Bruce Sundlun’s colorful relationship with the press
As made clear by the many tributes to former Governor Bruce Sundlun, who died yesterday at age 91, Sundlun was a larger-than-life character who injected his forceful persona into just about every aspect of his life. His dealings with the media were no exception.
Larry Berman, now the spokesman for House Speaker Gordon Fox, was editor of the Call of Woonsocket for part of Sundlun’s tenure as governor from 1991 to 1995. Berman recalls frequently being on the receiving end of Sundlun’s journalistic critiques, receiving home phones calls from the governor on nights and weekends:””He would call — ‘Berman you’re full of [expletive], you don’t know what you’re talking about.’ ”
On another occasion, during an autumn parade in Woonsocket, Sundlun stepped out of the parade line to upbraid Berman as the editor’s family looked on.
These kind of stories are legion — and it’s telling that Berman recalls them quite fondly.
Ted Nesi got some related thoughts about Sundlun from former ProJo political columnist M. Charles Bakst:
During his governorship, my title at The Journal was Government Affairs Editor. I wrote a Sunday column and oversaw the State House Bureau. Sundlun regularly peppered me with letters and phone calls complaining about something I wrote, or the reporters wrote, or we didn’t cover – whatever.
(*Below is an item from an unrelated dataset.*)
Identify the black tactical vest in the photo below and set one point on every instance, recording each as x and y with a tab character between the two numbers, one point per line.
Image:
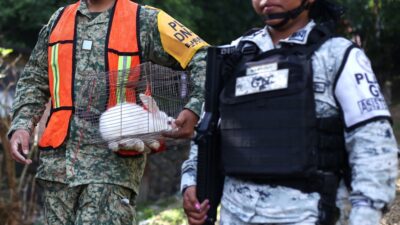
273	134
On the other hand, he liked to schmooze, could be quick with a compliment, and, always, for all the decades I knew him, even until recently, was a terrific raconteur.
Bakst has also spoken of how Sundlun put journalists “in the penalty box” — freezing them out for a period of time before accepting them back into his good graces.
Sundlun was a fomer media executive, a guy who once ran the Outlet Company, which owned more than a dozen TV and radio stations. As I reported in 2006, Sundlun tried three years earlier to buy the Providence Journal:
In 2003, former Governor Bruce Sundlun wrote a letter to Robert Decherd, the CEO of the Dallas-based Belo Corporation, expressing his interest in restoring local ownership of the Providence Journal. While Sundlun cited “no complaints about the paper,” “it is obvious that the newspaper management has been cutting expenses,” he observed, ultimately concluding, “My reaction as a Rhode Islander is that the state would be better off if [the ProJo] was owned by a representative group of Rhode Islanders.”
The effort went nowhere — Decherd “wrote me back a very curt letter,” Sundlun told me, “saying they had no interest in selling.”